The file contains rules for different crawlers on how to navigate your site. By default, crawlers will go through your entire website following the links. Robots.txt can block some parts of the website, like specific pages, folders, or file types, from being crawled (and, as a result—indexed) by Google crawlers and other search bots.

Here’s how robots.txt file looks like in one of the websites built with Concrete CMS.

User-agent: *

Sitemap: https://www.softcat.com/sitemaps/sitemap.xml

Disallow: /application/attributes
Disallow: /application/authentication
Disallow: /application/bootstrap
Disallow: /application/config
Disallow: /application/controllers
Disallow: /application/elements
Disallow: /application/helpers
Disallow: /application/jobs
Disallow: /application/languages
Disallow: /application/mail
Disallow: /application/models
Disallow: /application/page_types
Disallow: /application/single_pages
Disallow: /application/tools
Disallow: /application/views
Disallow: /ccm/system/captcha/picture

# System
Disallow: /LICENSE.TXT
Disallow: /phpcs.xml
Disallow: /phpstan.neon
Disallow: /composer.*

# Existing
Disallow: /*.php$
Disallow: /CVS
Disallow: /*.svn$
Disallow: /*.idea$
Disallow: /*.sql$
Disallow: /*.tgz$
        

This file blocks all crawlers from accessing certain pages in the /application/ folder and file formats like PHP files. Robots.txt isn’t required, you can never create one and still have a well-performing website. But using this rulebook for crawlers gives you more control over your website’s crawlability and is usually easier to deal with than other methods of providing instructions to search bots.

Importance of Robots.txt File

To understand why robots.txt is such an important file, you must understand what crawling and crawling budget are. Google and other search engines discover your pages with crawler bots that follow links. These crawlers start with either a sitemap you’ve submitted to Google yourself or by visiting your site from a link from another site.

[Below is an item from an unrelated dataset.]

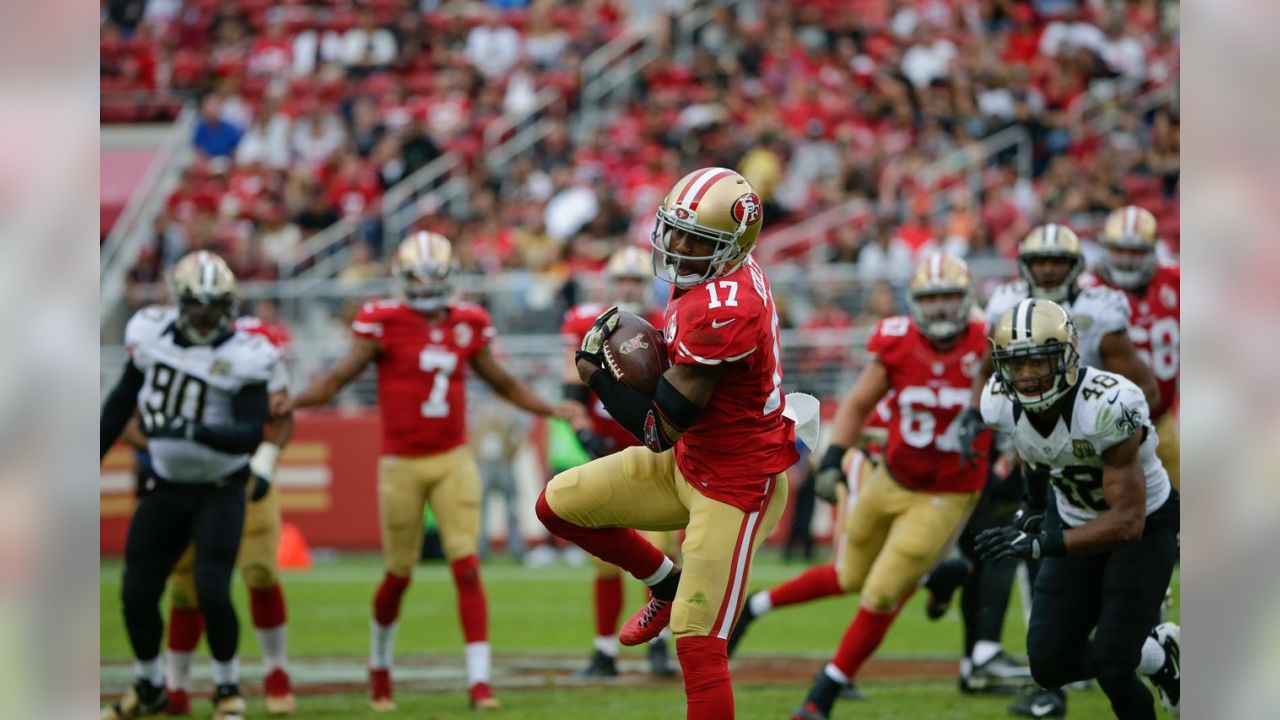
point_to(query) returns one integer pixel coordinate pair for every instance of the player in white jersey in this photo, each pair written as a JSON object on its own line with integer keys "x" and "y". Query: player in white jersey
{"x": 201, "y": 391}
{"x": 1109, "y": 545}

For every site, there’s a crawling budget—how many links Google bots will crawl on your website within a given timeframe. And it’s not unlimited, even for huge websites with good reputation. Therefore, if all pages of your website are accessible to crawlers, you may find your crawl budget spent on unimportant (or even private) pages while ones primary for your business are left uncrawled and as a result–not indexed.

To avoid this, block unimportant parts of your site, private and admin areas from being crawled. Using robots.txt disallow directive suggests to the crawlers not to visit that page from your site. However, Robots.txt doesn’t guarantee a page won’t appear in Google search results eventually.

Google crawlers can still discover a page by following an external link pointing to your site. The page can be added to index and shown in Google search.

If you want to make sure a page never makes it to public Google search, use the noindex value for robots meta tag or X-robots-tag HTTP response header.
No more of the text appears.